Today the sun-kissed island of Favignana off the northwest coast of Sicily is popular with tourists from across the globe, but in August, 1943 it had visitors of another kind – U.S. soldiers from the 82nd Airborne Division who arrived on a fishing boat chartered for $3 in nearby Trapani.
Ready for a fight, they instead found the pleasant sounds of water lapping against the rocks and gulls overhead. With no opposition they made their way inland and eventually found an Italian colonel emerging from a farmhouse. Through interpreters they learned he was willing to surrender his garrison of 437 men and three large guns trained on the port of Trapani 20 miles distant.
But according to a written account by military historian William B. Breuer there was still a matter of honor to settle. The colonel would not hand over his men, weapons and ceremonial sword to a soldier of lesser rank.
Returning to Trapani, they consulted with the legendary commander of the corps, Gen. Matthew Bunker Ridgway.
“Hell, I’ll go,” said the general, strapping on his .45 Colt sidearm. With his men in tow, he returned to the same fisherman who again ferried U.S. soldiers to the island. Relieved at the Ridgway’s insignia of rank, the Italian colonel handed over his command.
Favignana then turned decidedly peaceful, returning to the timeless rhythms of the seasons and sea. Some gun emplacements and pillboxes can still be found on the rocky island, but it would be a number of years before the next strong structures were built and they would serve a much more peaceful purpose – helping supply the Bluefin tuna for which the region is still renowned.
Appearing as a stark stone iceberg piercing the azure Mediterranean, the island like the rest of Sicily has long heard the sounds of war. But through the centuries it also heard the toil of quarrymen, the so-called pirriaturi, whose hard labor and skills forged impressive caves built with the Favignana stone already famous in Roman times. The entire island is dotted with the geometry of disused quarries that resemble Arab gardens, some of them today home to luxury restaurants and tourist operations such as the Cave Bianche Hotel.
Favignana and the even smaller island of Levanzo feature some remarkable rock art and cave shelters that date back to around 10,000 B.C.

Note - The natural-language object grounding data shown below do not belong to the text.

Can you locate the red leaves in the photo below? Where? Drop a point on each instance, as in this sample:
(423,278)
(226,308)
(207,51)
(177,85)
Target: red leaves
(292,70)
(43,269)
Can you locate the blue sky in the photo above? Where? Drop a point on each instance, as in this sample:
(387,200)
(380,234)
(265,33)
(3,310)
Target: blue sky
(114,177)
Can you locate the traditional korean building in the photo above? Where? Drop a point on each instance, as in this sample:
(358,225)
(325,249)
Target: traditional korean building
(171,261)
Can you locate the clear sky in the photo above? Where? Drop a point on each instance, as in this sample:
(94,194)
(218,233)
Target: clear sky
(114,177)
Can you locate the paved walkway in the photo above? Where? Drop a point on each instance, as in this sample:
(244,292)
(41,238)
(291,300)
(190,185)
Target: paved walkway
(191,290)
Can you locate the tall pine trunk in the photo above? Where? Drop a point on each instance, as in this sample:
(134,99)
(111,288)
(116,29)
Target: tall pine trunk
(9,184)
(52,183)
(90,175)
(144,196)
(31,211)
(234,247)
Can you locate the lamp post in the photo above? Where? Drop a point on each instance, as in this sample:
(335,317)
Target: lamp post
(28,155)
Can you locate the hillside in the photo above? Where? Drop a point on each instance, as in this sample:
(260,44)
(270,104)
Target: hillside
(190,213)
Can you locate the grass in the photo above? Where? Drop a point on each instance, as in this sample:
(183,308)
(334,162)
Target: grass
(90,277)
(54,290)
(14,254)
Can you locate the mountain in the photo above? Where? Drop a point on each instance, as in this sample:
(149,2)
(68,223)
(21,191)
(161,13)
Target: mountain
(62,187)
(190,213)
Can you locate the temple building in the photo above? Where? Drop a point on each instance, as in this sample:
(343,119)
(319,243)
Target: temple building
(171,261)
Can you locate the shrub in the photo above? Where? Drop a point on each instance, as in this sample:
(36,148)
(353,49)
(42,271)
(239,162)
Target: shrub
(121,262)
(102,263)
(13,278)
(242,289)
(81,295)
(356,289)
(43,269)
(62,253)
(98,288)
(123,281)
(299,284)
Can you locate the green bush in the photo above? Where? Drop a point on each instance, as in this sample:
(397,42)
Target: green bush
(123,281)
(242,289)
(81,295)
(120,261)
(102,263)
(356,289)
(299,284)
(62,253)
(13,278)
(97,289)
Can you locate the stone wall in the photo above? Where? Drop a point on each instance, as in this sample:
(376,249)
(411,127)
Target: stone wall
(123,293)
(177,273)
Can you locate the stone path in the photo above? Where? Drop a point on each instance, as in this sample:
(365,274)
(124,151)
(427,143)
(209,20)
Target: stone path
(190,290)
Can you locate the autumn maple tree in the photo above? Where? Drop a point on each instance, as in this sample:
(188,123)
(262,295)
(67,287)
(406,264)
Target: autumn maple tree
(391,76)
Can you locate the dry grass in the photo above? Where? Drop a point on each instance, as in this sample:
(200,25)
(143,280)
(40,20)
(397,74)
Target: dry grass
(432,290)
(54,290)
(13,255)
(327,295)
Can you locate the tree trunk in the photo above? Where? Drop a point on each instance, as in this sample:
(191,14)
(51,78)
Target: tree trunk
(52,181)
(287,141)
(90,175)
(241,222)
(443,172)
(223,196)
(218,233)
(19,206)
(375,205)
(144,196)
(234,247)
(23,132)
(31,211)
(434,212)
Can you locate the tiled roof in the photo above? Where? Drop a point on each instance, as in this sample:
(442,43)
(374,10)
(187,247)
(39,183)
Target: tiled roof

The Miuccia Prada house hides among the crumbling stone ruins and gnarled olive trees of Levanzo with a breathtaking vista once awash with Roman triremes and Carthaginian boats. Not far from the sandy beaches, a decisive naval engagement stripped Carthage of its title Queen of the Seas. In 241 B.C. it was the site of the Roman victory that ended the First Punic War, a watershed event recorded by the ancient historian Polybius. The waters are still rich in artifacts from the famous battle. In recent years remnants of 12 bronze warship rams along with bronze helmets and armor, and widely scattered amphora, have been found. Research is continuing.

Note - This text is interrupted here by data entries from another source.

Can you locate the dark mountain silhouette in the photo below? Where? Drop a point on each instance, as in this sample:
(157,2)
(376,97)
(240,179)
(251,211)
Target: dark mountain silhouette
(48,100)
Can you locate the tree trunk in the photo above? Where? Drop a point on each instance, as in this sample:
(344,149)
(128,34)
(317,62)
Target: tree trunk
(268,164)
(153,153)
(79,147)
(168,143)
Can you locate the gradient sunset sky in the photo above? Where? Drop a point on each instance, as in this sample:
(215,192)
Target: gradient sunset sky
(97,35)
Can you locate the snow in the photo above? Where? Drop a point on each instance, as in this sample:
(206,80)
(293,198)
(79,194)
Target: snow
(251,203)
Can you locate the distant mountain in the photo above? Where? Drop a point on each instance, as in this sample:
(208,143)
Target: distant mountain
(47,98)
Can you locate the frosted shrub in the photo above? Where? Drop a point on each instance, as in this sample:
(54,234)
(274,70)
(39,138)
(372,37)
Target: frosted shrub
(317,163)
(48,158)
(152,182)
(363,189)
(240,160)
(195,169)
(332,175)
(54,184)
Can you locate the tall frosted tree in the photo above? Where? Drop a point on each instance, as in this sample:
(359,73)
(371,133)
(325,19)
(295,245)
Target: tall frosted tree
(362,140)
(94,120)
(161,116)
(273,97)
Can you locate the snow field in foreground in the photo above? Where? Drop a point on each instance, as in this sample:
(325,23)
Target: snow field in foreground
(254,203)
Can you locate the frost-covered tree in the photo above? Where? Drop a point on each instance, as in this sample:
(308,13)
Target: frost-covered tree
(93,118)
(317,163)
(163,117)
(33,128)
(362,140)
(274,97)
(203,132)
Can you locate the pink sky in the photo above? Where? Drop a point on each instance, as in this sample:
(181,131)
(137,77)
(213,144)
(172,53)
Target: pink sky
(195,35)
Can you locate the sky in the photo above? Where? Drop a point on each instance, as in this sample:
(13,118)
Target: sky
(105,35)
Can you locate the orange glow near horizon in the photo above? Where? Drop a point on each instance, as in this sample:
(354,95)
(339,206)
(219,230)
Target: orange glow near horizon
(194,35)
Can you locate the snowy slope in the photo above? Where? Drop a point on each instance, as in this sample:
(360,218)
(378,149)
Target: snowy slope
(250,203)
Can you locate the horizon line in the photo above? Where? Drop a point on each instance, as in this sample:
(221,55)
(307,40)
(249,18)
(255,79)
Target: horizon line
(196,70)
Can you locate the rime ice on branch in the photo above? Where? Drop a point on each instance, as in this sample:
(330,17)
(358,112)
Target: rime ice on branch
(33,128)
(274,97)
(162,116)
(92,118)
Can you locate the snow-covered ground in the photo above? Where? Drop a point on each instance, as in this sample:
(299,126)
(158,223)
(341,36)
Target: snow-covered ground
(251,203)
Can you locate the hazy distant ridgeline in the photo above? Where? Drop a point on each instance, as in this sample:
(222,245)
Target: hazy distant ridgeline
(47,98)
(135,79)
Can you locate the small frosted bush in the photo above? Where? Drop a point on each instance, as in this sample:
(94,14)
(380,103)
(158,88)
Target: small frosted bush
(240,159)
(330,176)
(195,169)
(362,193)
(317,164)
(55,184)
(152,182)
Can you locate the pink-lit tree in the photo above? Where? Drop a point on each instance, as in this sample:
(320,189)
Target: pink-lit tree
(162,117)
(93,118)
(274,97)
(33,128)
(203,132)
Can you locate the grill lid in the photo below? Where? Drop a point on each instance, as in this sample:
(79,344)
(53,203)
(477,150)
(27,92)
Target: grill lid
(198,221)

Staying overnight in Favignana you can listen to the turtle-doves sing.
Other songs called cialome are sung by tuna fishermen, the tonnaroti. Prayers and blessings resounded across the island in the 19th and 20th centuries, before, during and after the mattanza, or Sicilian tuna fishing harvest:
“Jesu Cristu cu li Santi/ E lu Santu Sarvaturi/Criasti i pisci ammari/Li tunni e li tunnari/U prumettiri e nun mancari (…)”.
Favignana is also a comune that includes the three islands of Favignana itself, Levanzo and Marettimo, the furthest of the Aegadian Islands from Trapani. Few tourists make it to Marettimo to see the gorgeous grottos and cluster of white houses with blue windows on a promontory facing two harbors. Time seems irrelevant to the fewer than 500 residents who have always been fishermen.

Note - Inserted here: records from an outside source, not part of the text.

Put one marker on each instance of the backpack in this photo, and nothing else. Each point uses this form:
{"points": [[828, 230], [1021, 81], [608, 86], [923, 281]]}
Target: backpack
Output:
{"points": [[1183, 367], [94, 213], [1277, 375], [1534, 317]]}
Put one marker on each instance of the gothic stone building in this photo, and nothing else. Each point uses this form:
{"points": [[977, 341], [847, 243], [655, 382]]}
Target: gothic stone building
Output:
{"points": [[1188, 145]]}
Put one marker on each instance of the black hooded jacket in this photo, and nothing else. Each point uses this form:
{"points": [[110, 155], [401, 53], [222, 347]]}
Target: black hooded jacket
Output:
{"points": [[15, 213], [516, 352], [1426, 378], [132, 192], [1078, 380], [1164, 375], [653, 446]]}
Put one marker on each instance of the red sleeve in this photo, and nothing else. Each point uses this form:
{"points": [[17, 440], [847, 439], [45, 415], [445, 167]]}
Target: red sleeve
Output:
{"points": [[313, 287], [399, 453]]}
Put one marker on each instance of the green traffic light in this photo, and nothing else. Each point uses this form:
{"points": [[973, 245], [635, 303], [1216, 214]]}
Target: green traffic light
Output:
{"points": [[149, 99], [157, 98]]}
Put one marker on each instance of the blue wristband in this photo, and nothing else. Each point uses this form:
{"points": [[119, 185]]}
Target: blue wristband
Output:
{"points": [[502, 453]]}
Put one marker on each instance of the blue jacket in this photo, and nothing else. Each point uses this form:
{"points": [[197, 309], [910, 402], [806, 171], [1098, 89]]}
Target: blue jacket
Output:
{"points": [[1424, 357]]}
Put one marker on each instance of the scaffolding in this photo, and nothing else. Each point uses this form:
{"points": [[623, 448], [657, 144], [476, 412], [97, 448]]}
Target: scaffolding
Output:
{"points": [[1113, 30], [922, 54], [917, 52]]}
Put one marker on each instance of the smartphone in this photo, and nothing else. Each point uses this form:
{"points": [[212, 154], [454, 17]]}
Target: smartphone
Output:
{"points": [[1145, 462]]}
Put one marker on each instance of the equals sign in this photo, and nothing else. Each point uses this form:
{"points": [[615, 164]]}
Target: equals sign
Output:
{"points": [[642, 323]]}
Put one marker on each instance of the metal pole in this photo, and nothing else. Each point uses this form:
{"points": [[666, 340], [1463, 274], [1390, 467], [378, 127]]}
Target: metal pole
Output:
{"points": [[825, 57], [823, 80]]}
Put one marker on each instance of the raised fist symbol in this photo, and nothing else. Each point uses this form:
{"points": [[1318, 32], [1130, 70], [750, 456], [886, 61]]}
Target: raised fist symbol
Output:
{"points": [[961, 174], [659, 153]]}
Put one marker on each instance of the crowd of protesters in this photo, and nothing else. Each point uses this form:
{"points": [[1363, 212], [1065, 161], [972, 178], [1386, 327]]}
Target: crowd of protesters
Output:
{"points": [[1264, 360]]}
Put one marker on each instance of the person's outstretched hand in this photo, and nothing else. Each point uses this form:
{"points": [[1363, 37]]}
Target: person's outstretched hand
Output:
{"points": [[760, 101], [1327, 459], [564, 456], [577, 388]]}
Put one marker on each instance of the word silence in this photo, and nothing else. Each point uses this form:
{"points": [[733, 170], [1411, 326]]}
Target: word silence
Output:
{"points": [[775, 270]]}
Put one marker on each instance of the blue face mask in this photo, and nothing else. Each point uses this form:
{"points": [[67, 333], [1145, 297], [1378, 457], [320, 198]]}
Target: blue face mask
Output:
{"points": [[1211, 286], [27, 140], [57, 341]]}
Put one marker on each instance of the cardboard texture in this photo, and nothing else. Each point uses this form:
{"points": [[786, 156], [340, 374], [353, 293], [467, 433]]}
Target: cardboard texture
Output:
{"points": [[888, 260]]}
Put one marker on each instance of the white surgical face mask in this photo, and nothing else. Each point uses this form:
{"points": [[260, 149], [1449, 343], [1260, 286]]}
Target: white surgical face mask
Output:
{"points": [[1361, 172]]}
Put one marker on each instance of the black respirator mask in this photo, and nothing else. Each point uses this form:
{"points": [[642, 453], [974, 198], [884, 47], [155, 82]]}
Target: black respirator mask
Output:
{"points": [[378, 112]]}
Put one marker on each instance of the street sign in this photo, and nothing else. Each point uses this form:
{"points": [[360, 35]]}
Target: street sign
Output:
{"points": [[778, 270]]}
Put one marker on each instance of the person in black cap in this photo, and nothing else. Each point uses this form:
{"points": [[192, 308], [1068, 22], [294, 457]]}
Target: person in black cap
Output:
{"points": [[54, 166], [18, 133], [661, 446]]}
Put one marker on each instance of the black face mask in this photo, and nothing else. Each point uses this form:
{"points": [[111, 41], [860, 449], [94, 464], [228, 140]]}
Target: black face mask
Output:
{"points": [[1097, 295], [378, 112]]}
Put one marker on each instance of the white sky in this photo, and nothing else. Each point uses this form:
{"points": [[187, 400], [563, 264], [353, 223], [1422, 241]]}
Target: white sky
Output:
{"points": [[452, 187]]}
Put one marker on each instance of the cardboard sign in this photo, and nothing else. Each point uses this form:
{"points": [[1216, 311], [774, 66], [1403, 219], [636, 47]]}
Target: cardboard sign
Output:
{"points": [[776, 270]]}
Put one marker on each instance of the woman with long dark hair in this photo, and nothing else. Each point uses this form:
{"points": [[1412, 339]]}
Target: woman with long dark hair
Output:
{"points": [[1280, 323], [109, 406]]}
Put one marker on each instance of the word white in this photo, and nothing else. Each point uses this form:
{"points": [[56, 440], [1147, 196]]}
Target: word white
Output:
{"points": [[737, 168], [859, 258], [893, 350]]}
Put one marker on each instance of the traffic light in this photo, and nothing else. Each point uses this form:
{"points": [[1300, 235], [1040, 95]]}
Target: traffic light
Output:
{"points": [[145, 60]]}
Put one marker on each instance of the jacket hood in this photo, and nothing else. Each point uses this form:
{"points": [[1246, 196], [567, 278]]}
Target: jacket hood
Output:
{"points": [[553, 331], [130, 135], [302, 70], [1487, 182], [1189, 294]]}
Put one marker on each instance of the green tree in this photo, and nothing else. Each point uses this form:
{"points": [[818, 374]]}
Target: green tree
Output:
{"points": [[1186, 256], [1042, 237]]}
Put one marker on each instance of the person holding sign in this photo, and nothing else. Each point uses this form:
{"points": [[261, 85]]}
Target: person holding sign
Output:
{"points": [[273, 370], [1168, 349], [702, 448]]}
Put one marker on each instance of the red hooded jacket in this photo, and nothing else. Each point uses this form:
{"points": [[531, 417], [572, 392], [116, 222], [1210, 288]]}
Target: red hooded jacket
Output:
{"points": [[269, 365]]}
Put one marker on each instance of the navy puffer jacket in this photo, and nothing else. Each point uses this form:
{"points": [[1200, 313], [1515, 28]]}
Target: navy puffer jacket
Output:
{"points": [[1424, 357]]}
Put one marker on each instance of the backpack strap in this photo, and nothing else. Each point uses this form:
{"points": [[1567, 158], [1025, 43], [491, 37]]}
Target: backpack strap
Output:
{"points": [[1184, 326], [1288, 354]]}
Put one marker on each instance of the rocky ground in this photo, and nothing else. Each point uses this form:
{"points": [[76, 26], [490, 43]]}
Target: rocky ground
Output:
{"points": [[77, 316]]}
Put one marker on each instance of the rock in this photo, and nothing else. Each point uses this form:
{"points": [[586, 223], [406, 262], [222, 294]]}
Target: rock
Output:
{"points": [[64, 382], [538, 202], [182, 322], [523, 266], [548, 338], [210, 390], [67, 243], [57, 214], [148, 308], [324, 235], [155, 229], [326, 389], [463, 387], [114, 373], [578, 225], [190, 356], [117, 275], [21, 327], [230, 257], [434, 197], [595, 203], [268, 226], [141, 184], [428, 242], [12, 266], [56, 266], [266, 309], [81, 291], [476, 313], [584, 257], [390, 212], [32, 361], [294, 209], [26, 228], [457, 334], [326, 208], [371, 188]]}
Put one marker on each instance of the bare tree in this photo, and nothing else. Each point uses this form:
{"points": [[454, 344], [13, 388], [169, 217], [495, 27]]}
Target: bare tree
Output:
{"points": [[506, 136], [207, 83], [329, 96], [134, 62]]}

Since the time of the Bourbons, the most dangerous prisoners were sent to a prison on Favignana built around an ancient Norman fort. During the 1960s and ’70s, Red Brigade terrorists were housed in the maximum security facility, but today it is home to a handful of less-dangerous internees.
Naturally, the local cuisine is rich in seafood. Taste the busiate with tuna sauce, the spaghetti with limpets and end with cassatine and cassatelle desserts. Bottarga, a salted, cured fish roe, and wine from the grapes of Favignana are also favorites.
In ancient times Favignana was called Aegusa, meaning Goat Island in Greek. The modern name is derived from favonio, warm west wind.
How to get there:
Daily flights to Trapani, accessible by two-hour ferry ride from Trapani.